Y es ahí donde volvemos a Sun Tzu. Su principio de “atacar lo vacío y evitar lo lleno” es, quizá, una de las lecciones más crudas para entender una campaña electoral. El estratega eficaz no se lanza contra la fortaleza del adversario, sino que fluye hacia sus debilidades. Si el oponente está dividido, desgastado o carece de capacidad de convocatoria, el conflicto se resuelve rápido y con bajo costo político. A eso se suma el uso del engaño: hacer parecer fuerte lo débil y débil lo fuerte, manipular percepciones, inducir errores. En otras palabras, construir una realidad donde la victoria sea casi automática.

Con ese marco en mente, la tesis puede parecer provocadora, pero es estratégicamente coherente con nuestra actualidad política: en un escenario hipotético (y maquiavélico), Gustavo Petro votaría por Abelardo de la Espriella el 31 de mayo.

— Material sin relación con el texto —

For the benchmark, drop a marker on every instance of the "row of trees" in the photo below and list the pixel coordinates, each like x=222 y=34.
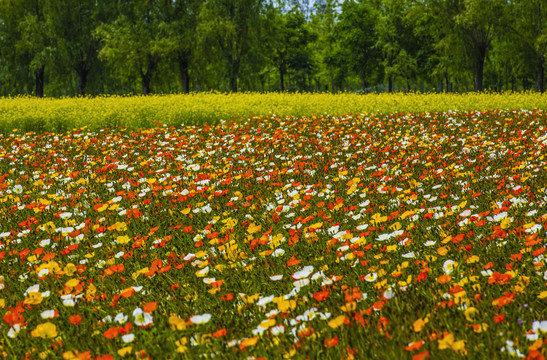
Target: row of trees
x=68 y=47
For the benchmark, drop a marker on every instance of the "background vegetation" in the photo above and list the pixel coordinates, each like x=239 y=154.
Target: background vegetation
x=69 y=47
x=59 y=115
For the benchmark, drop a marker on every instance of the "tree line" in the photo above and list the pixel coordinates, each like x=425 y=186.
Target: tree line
x=71 y=47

¿Por qué? Porque la primera batalla ya está, en buena medida, resuelta. Iván Cepeda tiene asegurado su paso a segunda vuelta. Un voto más o un voto menos (incluso uno tan particular como el de Gustavo Petro, en este escenario hipotético) no hará la diferencia. La verdadera disputa no es esa, sino quién será su contendor final. Y es allí donde opera la lógica de Sun Tzu y Clausewitz: no se trata de quién representa mejor a la derecha, sino de quién es más fácil de derrotar. Desde esa perspectiva, Abelardo de la Espriella aparece como el rival ideal. No porque carezca de votos, sino porque limita su crecimiento. Su perfil polariza, reduce su capacidad de sumar apoyos amplios y dificulta la construcción de mayorías en segunda vuelta. Es, en términos estratégicos, un candidato que “espanta” más votos de los que convoca.

Paloma Valencia, en cambio, representa el escenario opuesto. Tiene la capacidad de sumar distintos sectores, de recoger votos de quienes hoy están dispersos y de convertirse en un punto de convergencia. En una segunda vuelta, esa capacidad de expansión es decisiva. Un votante de Abelardo podría, incluso a regañadientes, votar por Paloma. Pero el camino inverso es mucho más improbable: buena parte del electorado actual de Paloma no migraría hacia Abelardo.

Ahí está el punto crítico. Si el petrismo piensa en términos estratégicos (y todo indica que lo está haciendo), lo último que le conviene es enfrentar a un rival competitivo en segunda vuelta. La cuestión no es ideológica, es matemática. Es Sun Tzu en estado puro: asegurar la victoria antes de la batalla final.

Por eso, aunque suene contraintuitivo, la jugada más inteligente para Petro está en facilitar que llegue el más débil. En ese tablero, Abelardo no es el enemigo más peligroso, sino el más conveniente. Y en política, como en la guerra, rara vez gana el más fuerte: gana quien elige mejor a su adversario. Si Abelardo pasa a segunda vuelta, la contienda dejaría de ser incierta; desde el 31 de mayo, el desenlace quedaría prácticamente escrito: Iván Cepeda sería el nuevo mandatario electo de Colombia.